WRAP can help the person identify triggers (events and/or reactions to people that can make their symptoms worse) and to list activities that can help the person feel better. It may also be important for the person to write a crisis plan, so that if the person finds themselves in a crisis it has been outlined what their wishes are [5].

It is vital to establish who is there to support a person in their recovery and to build on this if necessary e.g. family (depending on circumstances), friends, connecting to others in recovery or by attending meetings with mental health support groups (e.g. Grow) [6].

WRAP can even be used to help write an advance directive, where the person can specify such things as acceptable and unacceptable treatments including prescribed psychoactive drugs that work / have worked in the past and ones that don’t. And whether or not a person sees Electric shock treatment (ECT) as an option for them. Psychoactive drugs should be used ethically and short term in my experience. At the same time no one should stop or change prescribed psychoactive substances without talking to their prescriber or an expert in the field, due to the dangers of withdrawal.

Advance Directives

I have an Advance Directive. The following are the headings in the document I wrote:

1) People I do/don’t want involved in my care and treatment (I list the names)

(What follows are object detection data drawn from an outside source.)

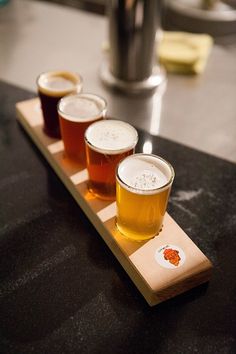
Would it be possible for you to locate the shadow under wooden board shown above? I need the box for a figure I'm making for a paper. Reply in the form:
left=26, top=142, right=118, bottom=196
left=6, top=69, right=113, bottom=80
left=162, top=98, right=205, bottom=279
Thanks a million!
left=16, top=98, right=212, bottom=306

2) Acceptable prescribed psychoactive drugs and why

3) Unacceptable treatment

4) What I want from my supporters when I am feeling badly

5) What I don’t want from my supporters when I am feeling badly

I have signed and dated it. I would like Advance Directives to become legal documents in this country.

In my experience I think that independent mental health advocates should be involved when people may need hospitalization and not family members unless specifically requested by the person. An Advance Directive is very important if a person has experienced mental health difficulties in the past or found themselves detained in a Psychiatric Unit. It could help improve the overall process, result in better outcomes and faster recovery.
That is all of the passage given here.